TrojanDec: Data-free Detection of Trojan Inputs in Self-supervised Learning
Yupei Liu, Yanting Wang, Jinyuan Jia
TL;DR
Self-supervised encoders are vulnerable to Trojan inputs that can mislead downstream classifiers. The authors introduce TrojanDec, a data-free, testing-phase defense that detects and recovers trojaned test inputs by extracting metadata via random patch-based masking, clustering with the gap statistic, and restoring inputs using diffusion-based denoising (DDNM). It requires no clean data or training data and operates with black-box encoder access, showing strong detection and restoration across multiple attacks and real-world encoders, outperforming existing defenses in data-free settings. The approach offers practical protection for cloud-based SSL pipelines while preserving utility, highlighting its relevance for secure deployment of self-supervised representations.
Abstract
An image encoder pre-trained by self-supervised learning can be used as a general-purpose feature extractor to build downstream classifiers for various downstream tasks.

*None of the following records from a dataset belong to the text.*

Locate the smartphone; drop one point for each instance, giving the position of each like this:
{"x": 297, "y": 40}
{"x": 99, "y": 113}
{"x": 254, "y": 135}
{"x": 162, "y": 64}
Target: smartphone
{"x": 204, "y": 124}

However, many studies showed that an attacker can embed a trojan into an encoder such that multiple downstream classifiers built based on the trojaned encoder simultaneously inherit the trojan behavior. In this work, we propose TrojanDec, the first data-free method to identify and recover a test input embedded with a trigger. Given a (trojaned or clean) encoder and a test input, TrojanDec first predicts whether the test input is trojaned. If not, the test input is processed in a normal way to maintain the utility. Otherwise, the test input will be further restored to remove the trigger. Our extensive evaluation shows that TrojanDec can effectively identify the trojan (if any) from a given test input and recover it under state-of-the-art trojan attacks. We further demonstrate by experiments that our TrojanDec outperforms the state-of-the-art defenses.